The Multi-Agent Optimization Engine should be able to converge no matter what we chose, but the convergence will definitely be smoother with the third one.

Of course, in some cases these three propositions may not be exactly the same from a domain point of view and there are often other considerations to weigh in when making this choice. This is the whole question of understanding the customer's needs.

Intermediate Variables

Once levers and criteria are situated, we often realize that there is a computed variable that aggregates large amount of lower granularity values. Large aggregating computations with lots of inputs and parameters should be avoided. Decomposing these computations into intermediate variables at intermediate granularity levels should be preferred in order to gain in clarity, flexibility, and maintainability. If the system runs on multiple threads, this also improves performance as agents run in parallel while a Computation Agent has lots of processing to do on its inputs which do not scale well. The trade-off is that the resulting multi-agent system will be larger, which could cause some memory issues.

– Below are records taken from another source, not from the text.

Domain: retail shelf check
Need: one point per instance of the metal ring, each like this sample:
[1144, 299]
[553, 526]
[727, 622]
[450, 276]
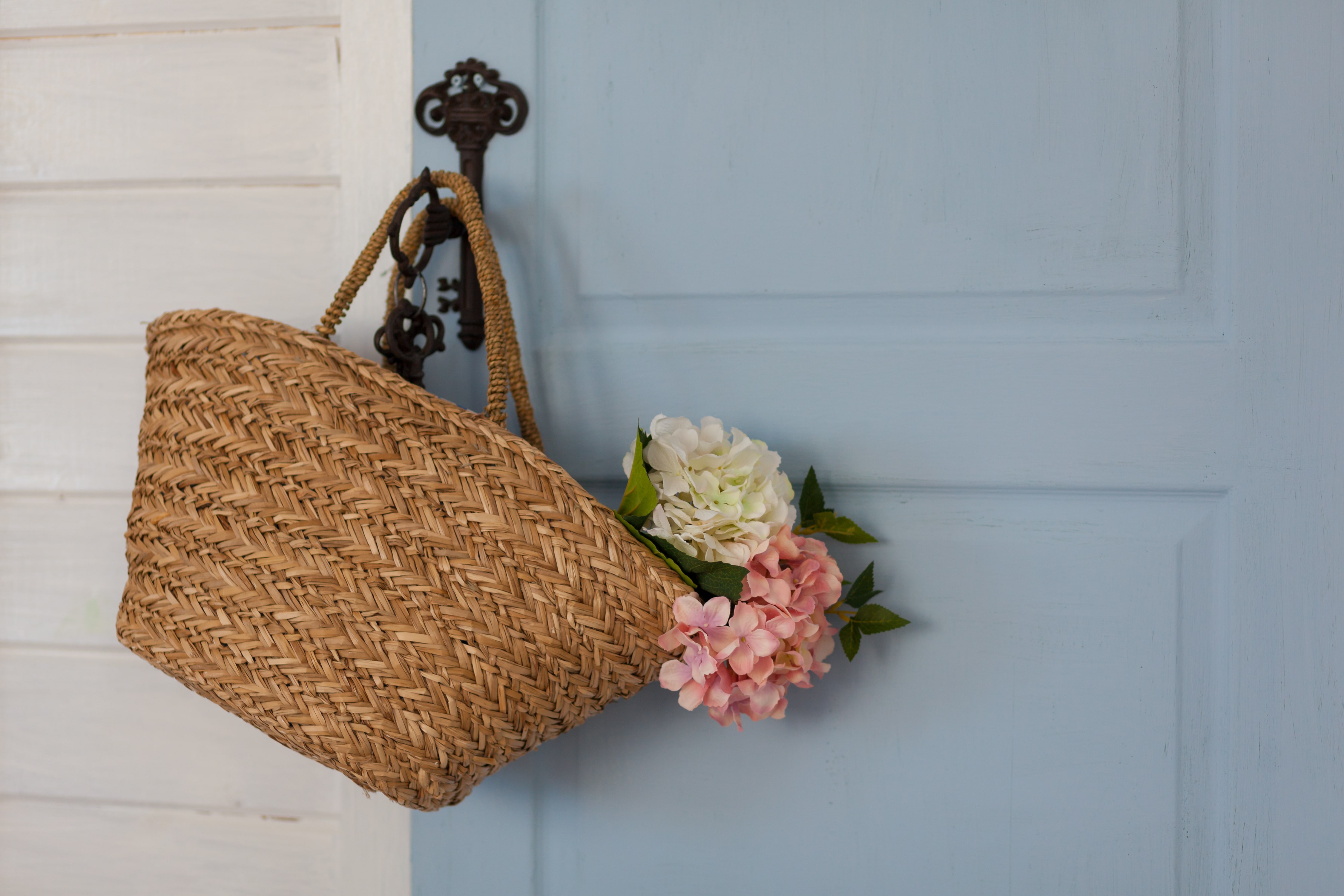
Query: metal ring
[424, 291]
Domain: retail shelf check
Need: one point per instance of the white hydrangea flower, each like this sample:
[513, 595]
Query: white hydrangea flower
[718, 499]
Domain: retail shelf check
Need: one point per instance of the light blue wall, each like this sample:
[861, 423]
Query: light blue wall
[966, 258]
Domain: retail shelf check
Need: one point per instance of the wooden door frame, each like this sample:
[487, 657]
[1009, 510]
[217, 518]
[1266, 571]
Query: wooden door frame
[375, 163]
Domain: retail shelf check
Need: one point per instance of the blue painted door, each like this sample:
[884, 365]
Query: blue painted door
[1046, 292]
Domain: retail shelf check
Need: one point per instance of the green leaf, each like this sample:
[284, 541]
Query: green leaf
[840, 528]
[725, 579]
[713, 577]
[811, 501]
[640, 496]
[862, 590]
[650, 544]
[850, 639]
[872, 620]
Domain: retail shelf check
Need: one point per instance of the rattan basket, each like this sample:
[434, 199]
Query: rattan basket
[400, 589]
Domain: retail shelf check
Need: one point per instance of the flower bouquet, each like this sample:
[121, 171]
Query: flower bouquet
[716, 507]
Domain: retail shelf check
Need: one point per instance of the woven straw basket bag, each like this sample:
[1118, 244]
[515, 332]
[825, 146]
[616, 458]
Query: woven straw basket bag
[385, 582]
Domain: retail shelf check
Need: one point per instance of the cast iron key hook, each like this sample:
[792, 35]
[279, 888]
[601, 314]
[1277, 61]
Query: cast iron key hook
[400, 338]
[461, 109]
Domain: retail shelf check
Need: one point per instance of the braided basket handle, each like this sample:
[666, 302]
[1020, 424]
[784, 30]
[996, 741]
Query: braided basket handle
[502, 352]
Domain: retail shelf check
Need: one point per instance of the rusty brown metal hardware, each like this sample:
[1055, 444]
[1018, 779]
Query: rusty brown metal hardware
[470, 107]
[410, 334]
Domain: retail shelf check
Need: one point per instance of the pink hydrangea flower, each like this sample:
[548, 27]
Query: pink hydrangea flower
[777, 635]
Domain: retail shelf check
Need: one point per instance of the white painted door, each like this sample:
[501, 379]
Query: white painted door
[1050, 293]
[159, 155]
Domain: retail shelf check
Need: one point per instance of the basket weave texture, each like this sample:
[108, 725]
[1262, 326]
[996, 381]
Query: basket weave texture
[377, 578]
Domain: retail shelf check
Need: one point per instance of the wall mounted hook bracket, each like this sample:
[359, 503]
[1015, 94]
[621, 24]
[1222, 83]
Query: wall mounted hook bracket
[470, 107]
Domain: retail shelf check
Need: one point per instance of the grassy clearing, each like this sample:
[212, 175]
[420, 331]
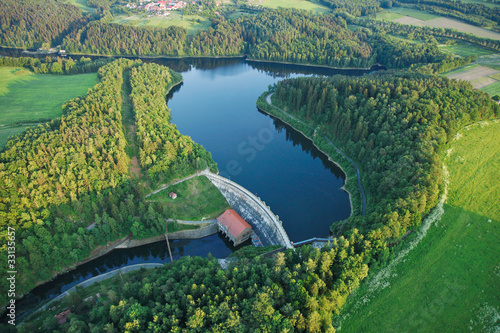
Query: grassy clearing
[197, 198]
[492, 89]
[486, 3]
[193, 23]
[449, 281]
[27, 97]
[297, 4]
[463, 49]
[398, 12]
[9, 131]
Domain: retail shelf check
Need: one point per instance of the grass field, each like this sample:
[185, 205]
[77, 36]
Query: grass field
[297, 4]
[193, 23]
[464, 49]
[25, 96]
[197, 198]
[449, 282]
[398, 12]
[492, 89]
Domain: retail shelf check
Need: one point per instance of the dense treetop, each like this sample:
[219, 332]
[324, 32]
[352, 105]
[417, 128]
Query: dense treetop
[65, 186]
[29, 24]
[393, 125]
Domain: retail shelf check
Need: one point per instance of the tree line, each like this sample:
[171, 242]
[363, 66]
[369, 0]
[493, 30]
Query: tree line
[394, 125]
[292, 292]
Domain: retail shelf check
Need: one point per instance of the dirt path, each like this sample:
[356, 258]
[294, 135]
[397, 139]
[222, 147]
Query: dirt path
[268, 100]
[165, 186]
[128, 119]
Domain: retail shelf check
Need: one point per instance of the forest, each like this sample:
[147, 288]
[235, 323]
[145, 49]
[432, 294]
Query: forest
[30, 24]
[65, 186]
[394, 126]
[296, 291]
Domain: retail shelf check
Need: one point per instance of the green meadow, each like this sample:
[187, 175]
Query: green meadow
[398, 12]
[464, 49]
[197, 198]
[449, 281]
[28, 97]
[314, 6]
[82, 4]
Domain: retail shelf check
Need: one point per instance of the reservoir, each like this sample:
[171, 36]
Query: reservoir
[215, 105]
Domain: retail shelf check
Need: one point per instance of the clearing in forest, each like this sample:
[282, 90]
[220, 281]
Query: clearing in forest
[449, 281]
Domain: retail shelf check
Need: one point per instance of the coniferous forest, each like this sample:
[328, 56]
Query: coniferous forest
[76, 185]
[59, 178]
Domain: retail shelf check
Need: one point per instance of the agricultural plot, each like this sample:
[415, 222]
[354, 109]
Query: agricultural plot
[197, 198]
[464, 49]
[297, 4]
[402, 12]
[444, 22]
[27, 97]
[448, 281]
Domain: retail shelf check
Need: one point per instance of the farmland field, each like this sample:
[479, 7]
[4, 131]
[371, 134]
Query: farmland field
[399, 12]
[25, 96]
[197, 198]
[443, 22]
[82, 4]
[297, 4]
[448, 281]
[193, 23]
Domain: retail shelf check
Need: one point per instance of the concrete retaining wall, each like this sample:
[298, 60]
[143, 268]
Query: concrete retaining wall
[253, 210]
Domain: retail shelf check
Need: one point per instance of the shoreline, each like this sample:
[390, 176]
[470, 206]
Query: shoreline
[323, 152]
[245, 57]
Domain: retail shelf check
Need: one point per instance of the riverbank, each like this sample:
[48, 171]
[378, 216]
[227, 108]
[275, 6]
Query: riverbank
[206, 229]
[245, 57]
[263, 101]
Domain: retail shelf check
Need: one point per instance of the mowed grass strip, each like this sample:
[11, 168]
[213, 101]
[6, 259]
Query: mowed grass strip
[449, 281]
[466, 49]
[197, 198]
[314, 6]
[25, 96]
[193, 23]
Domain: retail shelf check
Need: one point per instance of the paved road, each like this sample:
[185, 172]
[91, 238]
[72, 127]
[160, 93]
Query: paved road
[268, 100]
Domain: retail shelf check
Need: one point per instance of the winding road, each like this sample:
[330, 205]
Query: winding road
[268, 100]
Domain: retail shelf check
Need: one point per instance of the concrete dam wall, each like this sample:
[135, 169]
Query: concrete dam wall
[264, 223]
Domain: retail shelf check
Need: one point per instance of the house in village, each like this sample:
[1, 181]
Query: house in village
[234, 227]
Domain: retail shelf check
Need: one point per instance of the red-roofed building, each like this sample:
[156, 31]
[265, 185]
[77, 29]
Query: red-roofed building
[234, 227]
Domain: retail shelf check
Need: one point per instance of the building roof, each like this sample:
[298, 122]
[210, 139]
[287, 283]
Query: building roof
[234, 222]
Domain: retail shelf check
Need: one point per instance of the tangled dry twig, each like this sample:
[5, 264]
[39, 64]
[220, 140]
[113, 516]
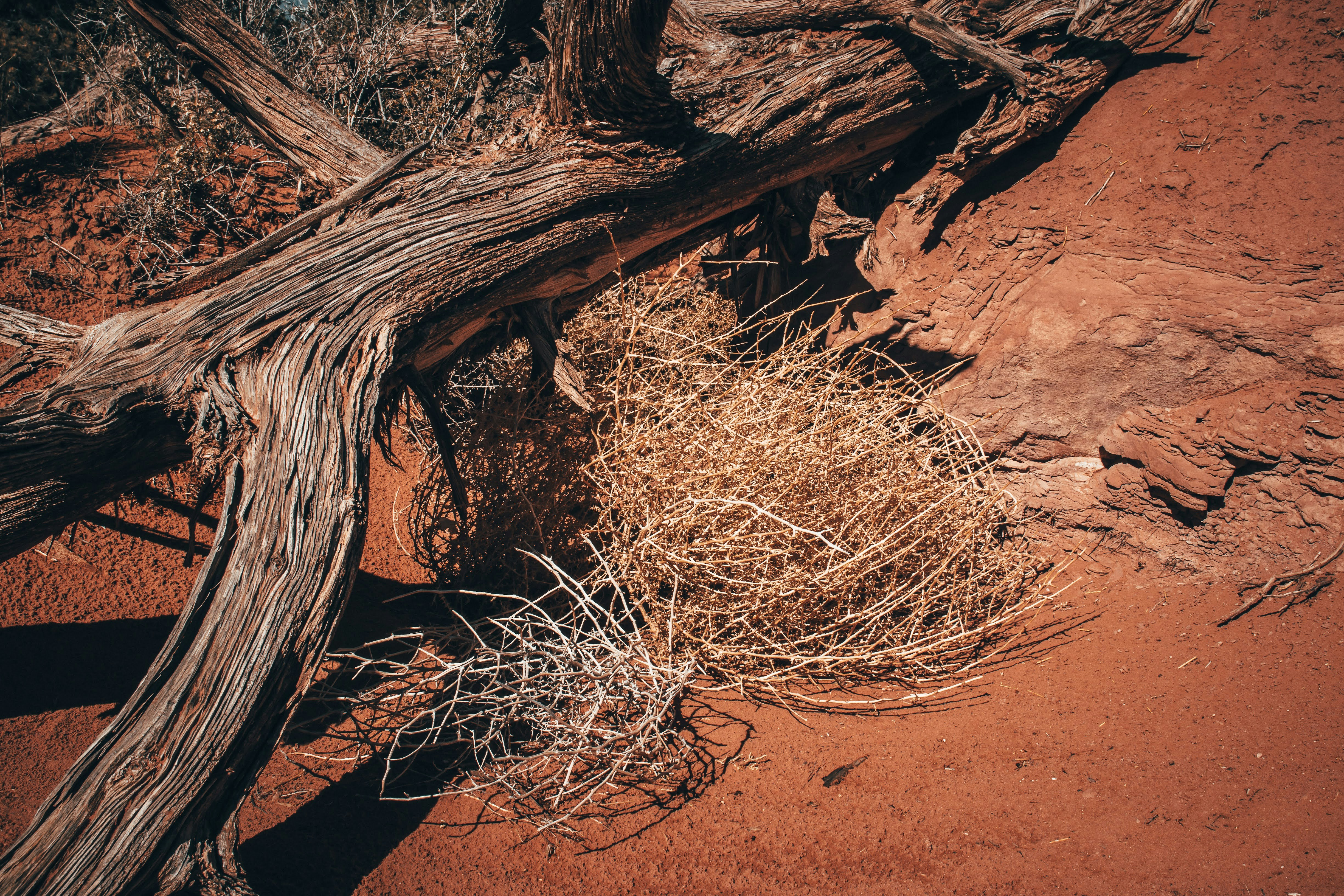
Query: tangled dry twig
[560, 709]
[769, 520]
[802, 514]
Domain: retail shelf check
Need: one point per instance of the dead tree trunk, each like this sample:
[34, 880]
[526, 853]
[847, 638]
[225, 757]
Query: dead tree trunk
[280, 374]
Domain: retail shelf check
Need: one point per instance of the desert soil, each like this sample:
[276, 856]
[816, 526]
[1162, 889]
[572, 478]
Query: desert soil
[1134, 748]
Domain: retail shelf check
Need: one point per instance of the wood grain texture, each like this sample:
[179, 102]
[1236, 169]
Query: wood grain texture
[244, 77]
[279, 374]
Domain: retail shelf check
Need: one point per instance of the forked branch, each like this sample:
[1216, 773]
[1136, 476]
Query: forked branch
[244, 77]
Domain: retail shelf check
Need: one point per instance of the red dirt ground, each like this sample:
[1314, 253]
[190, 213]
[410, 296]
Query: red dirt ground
[1140, 750]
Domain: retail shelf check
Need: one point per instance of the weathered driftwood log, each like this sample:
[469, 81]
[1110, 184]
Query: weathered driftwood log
[244, 77]
[282, 374]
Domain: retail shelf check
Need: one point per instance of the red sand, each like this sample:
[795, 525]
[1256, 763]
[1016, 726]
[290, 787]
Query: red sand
[1143, 750]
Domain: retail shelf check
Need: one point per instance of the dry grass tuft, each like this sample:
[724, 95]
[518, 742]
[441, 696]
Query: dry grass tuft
[797, 515]
[769, 520]
[557, 703]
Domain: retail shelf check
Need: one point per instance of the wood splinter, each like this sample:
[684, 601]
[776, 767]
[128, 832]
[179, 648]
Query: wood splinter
[1267, 588]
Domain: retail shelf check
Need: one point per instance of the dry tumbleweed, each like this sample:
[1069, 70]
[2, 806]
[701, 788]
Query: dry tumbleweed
[768, 520]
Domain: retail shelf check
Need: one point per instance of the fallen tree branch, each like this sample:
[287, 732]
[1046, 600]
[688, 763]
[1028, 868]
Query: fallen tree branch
[272, 244]
[77, 109]
[1265, 589]
[283, 373]
[245, 78]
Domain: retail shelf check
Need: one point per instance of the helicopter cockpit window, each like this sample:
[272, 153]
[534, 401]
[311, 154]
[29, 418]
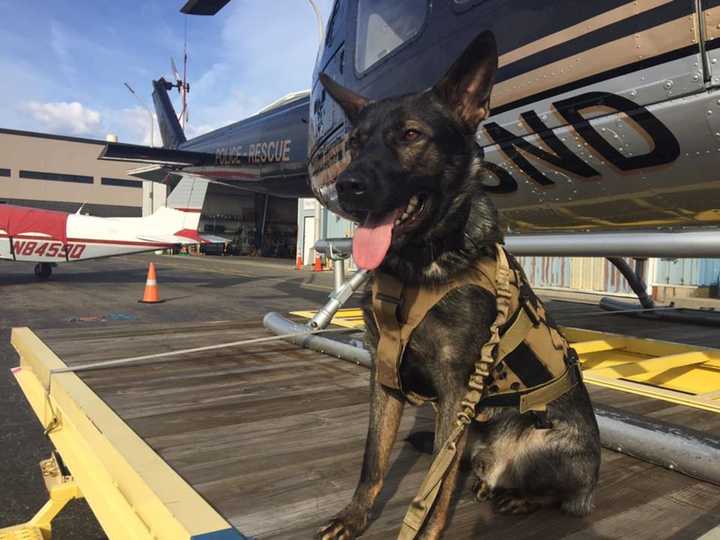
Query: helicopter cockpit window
[384, 26]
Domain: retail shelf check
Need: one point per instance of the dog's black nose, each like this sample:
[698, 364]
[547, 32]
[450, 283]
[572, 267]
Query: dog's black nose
[351, 187]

An example of such decomposition could be:

  • If there are
    • list prices in a product space
    • margin targets in a product family x customer group space
  • do not
    • use list prices and costs in the product space and volumes in the product x customer space directly to compute margins in the product family x customer group space with a large aggregating computation
  • do
    • compute margins in the product x customer space from volume in the same space and list prices and costs from the product space
    • introduce a product x customer group space to compute a margin, that is simply the sum of product x customer margins
    • sum margins from product x customer group spaces to compute the margin in the corresponding product family x customer group space where you apply the criteria

In this sense, the simple case shown as an example in the Graphical Norm and Description File sections is bad practice, sorry about that.